There are many accommodations that will make a big difference in your child’s life at school, there are some that do not work well. Unfortunately, these are often the first your child will be offered. The most common is extra time for test taking. Extra time can be a useful accommodation, but it should not be used merely as a way to allow a student to labor through a standard reading, writing, or spelling approach. Giving a person in a wheelchair extra time to get up the stairs makes no sense. If, however, going up the ramp takes longer than going up the stairs, or you need to spend time building a ramp before you can get into the building, then the extra time is appropriate.

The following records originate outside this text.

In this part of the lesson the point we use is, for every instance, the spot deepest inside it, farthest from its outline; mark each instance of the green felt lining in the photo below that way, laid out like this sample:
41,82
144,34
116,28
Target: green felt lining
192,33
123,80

There are three unsaid reasons for giving extra time that are not in your child’s best interest:
Dyslexics are slower. The first is an assumption that the metaphorical gears in the mind of a dyslexic are moving slower than in a non-dyslexic. Do not for one minute believe that this way of thinking adequately describes your child. We dyslexics are able to draw the right conclusion quickly when we have the right path to the information.

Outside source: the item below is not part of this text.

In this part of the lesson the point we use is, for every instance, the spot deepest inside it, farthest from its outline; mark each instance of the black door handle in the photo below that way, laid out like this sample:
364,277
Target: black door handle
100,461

It’s cheaper. Often extra time is given because it is the lowest-cost accommodation for a school to provide. It presents the least bureaucratic hassle and is designed to make administering a test easier on the school’s part. It would be much easier for an institution to say to all people in wheelchairs: “Tell you what—since you’re a special person, we will give you extra time to get up the stairs, at no charge!” when what they actually want to say is “We will not spend money on concrete and architects to figure out how to make this easier.” Extra time is really in the interest of the institution: it places the burden on the individual to correct him- or herself rather than on the institution to improve the manner of testing. On top of this, the school administrators can say they have met their obligation and limit legal liability.
Stigma. The final reason to be cautious of extra time is that it can be one of the most socially stigmatizing accommodations. The student who uses extra time does not have an obvious symbol to represent his need for his accommodation, and other students will surmise that they too would benefit from extra time. Yet this is not the case. Extra time also requires that your child work on a different schedule than the other students in the classroom, thereby segregating her. Your child may also try to keep hidden that she gets extra time, which only increases her shame. Remember, your child has a right to the best accommodations. That is the standard that you should be seeking. It’s what is best for your child, and it is also what is best for the school that is trying to accurately assess your child.
Many states develop specific standards to articulate what accommodations are acceptable for their testing. You can find out information about your specific state in the Local Resources section of our Community page. Remember not to let administrators leave you with only extra time, which is the cheap and lazy approach to inclusion.
Don’t set your child up to have to rely on the goodwill of others. Always have access to the tools that your child needs in order to produce a high-quality exam. It’s better to have some uncomfortable and direct conversations before the exam than to wait until afterward to try to clean up a mess.